The government has announced new funding of £10bn for its Help to Buy Equity Loan scheme.

It is investing the money ‘due to the popularity of the scheme across the country’ and estimated the funding could help around 135,000 more people to buy homes by 2021.

More than 130,000 completions have already taken place under the Equity Loan scheme, which helps people buy a new build home with only a 5% deposit.

How does it work?

The government provides an equity loan of up to 20% of the property’s value, which is repaid when the home is sold, or after 25 years, whichever comes first. No interest or repayments are due during the first five years of the loan.

The property must be a new build home, up to the value of £600,000.

The homebuyer also contributes 5% of the property’s value, meaning they can effectively get a more competitive mortgage normally reserved for buyers with 25% upfront.

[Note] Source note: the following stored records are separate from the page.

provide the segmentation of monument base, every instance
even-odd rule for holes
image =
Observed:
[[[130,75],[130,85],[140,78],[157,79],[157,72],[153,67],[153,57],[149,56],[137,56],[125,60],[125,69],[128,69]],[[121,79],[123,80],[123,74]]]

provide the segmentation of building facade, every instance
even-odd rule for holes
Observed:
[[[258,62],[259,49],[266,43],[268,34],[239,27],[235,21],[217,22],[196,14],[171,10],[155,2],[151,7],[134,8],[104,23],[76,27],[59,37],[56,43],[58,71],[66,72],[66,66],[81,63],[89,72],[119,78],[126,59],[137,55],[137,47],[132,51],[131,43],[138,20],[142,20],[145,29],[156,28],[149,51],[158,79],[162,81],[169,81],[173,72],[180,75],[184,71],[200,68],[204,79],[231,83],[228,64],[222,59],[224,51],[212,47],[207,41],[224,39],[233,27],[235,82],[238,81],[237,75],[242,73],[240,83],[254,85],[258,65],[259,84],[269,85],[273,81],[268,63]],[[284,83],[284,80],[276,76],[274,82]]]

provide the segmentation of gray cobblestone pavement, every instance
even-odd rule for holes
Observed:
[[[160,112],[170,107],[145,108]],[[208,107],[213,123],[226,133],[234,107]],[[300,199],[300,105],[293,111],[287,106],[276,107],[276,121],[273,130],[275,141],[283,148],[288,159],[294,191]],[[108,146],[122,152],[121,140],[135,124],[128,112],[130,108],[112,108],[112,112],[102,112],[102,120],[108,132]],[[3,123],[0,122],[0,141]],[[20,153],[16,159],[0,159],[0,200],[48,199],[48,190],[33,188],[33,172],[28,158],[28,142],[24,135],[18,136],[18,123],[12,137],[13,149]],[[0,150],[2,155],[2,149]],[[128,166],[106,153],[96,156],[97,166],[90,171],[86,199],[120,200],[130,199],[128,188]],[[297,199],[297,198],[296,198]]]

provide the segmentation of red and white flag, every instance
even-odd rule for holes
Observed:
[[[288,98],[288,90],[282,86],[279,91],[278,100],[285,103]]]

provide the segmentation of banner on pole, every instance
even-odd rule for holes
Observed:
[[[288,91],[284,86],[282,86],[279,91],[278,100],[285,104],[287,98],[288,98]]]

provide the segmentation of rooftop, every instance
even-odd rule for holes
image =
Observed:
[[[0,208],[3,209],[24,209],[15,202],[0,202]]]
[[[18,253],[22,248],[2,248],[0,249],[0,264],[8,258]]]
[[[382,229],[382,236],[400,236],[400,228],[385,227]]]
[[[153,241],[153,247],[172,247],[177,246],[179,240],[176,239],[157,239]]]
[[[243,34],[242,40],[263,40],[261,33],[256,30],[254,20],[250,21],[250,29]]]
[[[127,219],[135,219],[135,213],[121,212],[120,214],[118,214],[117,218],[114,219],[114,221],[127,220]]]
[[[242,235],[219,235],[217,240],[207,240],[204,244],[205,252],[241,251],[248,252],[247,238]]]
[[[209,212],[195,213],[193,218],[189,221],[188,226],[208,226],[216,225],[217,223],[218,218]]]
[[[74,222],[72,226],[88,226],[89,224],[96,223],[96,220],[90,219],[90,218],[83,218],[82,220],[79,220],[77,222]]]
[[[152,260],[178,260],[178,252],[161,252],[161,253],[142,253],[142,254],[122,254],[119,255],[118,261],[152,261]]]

They are still subject to the normal affordability assessments undertaken by mortgage lenders, so they need to prove they can afford the monthly repayments.

More supply needed

But many have argued that the extra funding is propping up prices without tackling the biggest housing issue – the chronic lack of supply.

Sam Bowman, executive director of the Adam Smith Institute, criticised the move. He said: “Reviving Help to Buy is like throwing petrol onto a bonfire. The property market is totally dysfunctional because supply is so tightly constrained by planning rules, and adding more demand without improving the supply of houses is just going to raise house prices and make homes more unaffordable for people who don’t qualify for the Help to Buy subsidy. 

“To improve the housing market you need to change the rules of the game, so that damaged parts of the green belt can be built on, so we can have more dense and efficient development of existing urban areas,  and so that locals benefit from new developments near them. Reviving Help to Buy is an astonishingly ill-judged move that may prove economically and politically disastrous for the government.”